Does Jesus Have One Nature, or Two?
R.C. Sproul
In
the year 451, the church convened the great Council of Chalcedon, one of the
most important ecumenical councils of all time. It was called to combat several
heresies, the most significant of which was the Monophysite heresy. The term monophysite
has a prefix and a root. The prefix, mono, means "one," and
the root, phusis, is translated as "nature." So monophusis
or monophysite simply means "one nature."
The
Monophysites claimed that Jesus did not have two natures, a divine nature and a
human nature, but only one nature. That one nature was neither completely
divine nor completely human. It was, depending on how one looked at it, a
deified human nature or a humanized divine nature. This heresy was very serious
for two reasons. It denied, on the one hand, the full deity of Christ. On the
other hand, it denied the real humanity of Jesus. Against that, the Council of
Chalcedon declared that Christ was vere homo, vere Deus, that is,
"truly man and truly God," having two natures in one person.
Christ was vere homo, vere
Deus, that is, “truly man and truly God,” having two natures in one person
How
are we to understand the union of a human nature and a divine nature? The Bible
says that in the incarnation, the second person of the Trinity took on Himself
a human nature. However, when He took flesh, a human nature, He did not deify
that human nature. That human nature remained human.
The
Council of Chalcedon, in dealing with the mystery of the incarnation and
affirming Jesus' two natures, said that His two natures are perfectly united in
such a way that they are not confused or mixed, divided or separated.
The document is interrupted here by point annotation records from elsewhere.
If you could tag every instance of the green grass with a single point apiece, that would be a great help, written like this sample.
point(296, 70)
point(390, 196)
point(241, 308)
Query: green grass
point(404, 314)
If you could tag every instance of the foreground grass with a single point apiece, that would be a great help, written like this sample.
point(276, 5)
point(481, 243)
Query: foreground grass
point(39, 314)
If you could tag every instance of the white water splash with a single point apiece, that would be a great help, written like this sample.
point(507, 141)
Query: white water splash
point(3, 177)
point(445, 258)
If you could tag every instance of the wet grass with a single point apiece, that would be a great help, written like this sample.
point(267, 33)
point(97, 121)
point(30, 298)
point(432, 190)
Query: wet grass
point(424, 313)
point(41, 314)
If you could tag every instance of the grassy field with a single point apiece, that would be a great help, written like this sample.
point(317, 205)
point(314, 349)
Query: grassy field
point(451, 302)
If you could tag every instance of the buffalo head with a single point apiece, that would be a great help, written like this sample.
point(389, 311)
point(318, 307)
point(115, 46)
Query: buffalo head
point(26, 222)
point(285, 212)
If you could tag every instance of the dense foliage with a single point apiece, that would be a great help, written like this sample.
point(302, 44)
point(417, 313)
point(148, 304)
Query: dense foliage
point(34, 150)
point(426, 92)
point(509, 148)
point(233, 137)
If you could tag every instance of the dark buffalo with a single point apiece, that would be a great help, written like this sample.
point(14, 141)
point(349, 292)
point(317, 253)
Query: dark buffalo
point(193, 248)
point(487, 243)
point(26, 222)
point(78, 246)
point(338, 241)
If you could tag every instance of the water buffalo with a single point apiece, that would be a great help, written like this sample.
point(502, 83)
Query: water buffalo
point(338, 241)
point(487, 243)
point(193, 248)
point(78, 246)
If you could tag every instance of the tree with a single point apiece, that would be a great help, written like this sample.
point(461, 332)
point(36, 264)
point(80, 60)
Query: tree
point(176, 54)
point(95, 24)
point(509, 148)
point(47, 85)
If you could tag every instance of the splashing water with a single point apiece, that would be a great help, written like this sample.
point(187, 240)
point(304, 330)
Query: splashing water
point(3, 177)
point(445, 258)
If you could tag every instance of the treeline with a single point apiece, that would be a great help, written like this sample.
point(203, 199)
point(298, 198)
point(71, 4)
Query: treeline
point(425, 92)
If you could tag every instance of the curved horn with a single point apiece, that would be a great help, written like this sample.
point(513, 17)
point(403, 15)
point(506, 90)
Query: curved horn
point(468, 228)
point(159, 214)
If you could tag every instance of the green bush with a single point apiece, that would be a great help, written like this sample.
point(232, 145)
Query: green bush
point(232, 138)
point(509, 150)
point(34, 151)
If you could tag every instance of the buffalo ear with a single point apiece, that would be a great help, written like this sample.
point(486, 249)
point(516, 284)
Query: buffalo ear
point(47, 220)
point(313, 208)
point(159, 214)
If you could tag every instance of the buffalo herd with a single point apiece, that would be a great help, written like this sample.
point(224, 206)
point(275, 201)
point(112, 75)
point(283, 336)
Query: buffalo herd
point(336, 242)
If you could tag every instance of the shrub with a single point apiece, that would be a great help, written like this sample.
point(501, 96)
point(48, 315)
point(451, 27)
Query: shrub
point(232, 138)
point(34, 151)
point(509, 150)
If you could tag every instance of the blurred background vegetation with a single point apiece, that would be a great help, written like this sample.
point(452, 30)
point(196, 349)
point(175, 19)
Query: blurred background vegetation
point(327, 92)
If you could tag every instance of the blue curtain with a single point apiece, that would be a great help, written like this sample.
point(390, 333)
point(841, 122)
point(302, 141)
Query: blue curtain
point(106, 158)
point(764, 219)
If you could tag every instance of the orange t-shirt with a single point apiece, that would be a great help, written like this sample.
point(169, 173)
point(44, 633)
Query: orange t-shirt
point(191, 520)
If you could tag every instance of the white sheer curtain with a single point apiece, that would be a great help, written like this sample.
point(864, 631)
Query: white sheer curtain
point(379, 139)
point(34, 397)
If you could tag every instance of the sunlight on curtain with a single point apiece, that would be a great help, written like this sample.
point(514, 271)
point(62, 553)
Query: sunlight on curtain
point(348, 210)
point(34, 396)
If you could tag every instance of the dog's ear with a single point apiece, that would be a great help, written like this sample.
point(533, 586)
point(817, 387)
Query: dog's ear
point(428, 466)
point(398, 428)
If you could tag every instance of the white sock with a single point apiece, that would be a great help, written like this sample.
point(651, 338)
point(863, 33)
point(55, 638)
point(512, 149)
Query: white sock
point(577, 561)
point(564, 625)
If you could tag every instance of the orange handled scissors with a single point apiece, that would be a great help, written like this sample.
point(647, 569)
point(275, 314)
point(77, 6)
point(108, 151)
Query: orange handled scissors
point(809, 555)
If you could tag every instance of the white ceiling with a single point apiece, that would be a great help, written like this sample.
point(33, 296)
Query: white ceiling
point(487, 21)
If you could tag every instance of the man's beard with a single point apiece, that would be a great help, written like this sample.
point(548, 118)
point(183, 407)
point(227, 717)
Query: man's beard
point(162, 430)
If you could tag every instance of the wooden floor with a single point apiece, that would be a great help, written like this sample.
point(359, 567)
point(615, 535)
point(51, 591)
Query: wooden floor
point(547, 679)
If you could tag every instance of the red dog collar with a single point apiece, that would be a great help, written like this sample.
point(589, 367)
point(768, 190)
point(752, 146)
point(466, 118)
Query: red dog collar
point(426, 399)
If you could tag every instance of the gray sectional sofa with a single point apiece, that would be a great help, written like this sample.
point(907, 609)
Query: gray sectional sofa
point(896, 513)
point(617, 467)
We cannot
mix them together as the Monophysites did, deifying the flesh or humanizing the
spirit. At the same time, we must never separate them. They are always and
everywhere united. Those four negatives of Chalcedon are further qualified by
this phrase, "each nature retaining its own attributes." That is, in
the incarnation, the Son did not surrender any of His attributes. The divine nature
is still eternal, infinite, omniscient, omnipresent, and omnipotent. It
manifests all the attributes that belong to deity. God did not stop being God
when He took on a human nature in Jesus. At the same time, the human nature
retained its own attributes, being finite, contained, unable to be at more than
one place at the same time, limited in knowledge, and limited in power. All of
those attributes of humanity remained attributes of Jesus' humanity.
An excerpt from the St. Andrew's Expositional
Commentary on Mark, by R.C. Sproul.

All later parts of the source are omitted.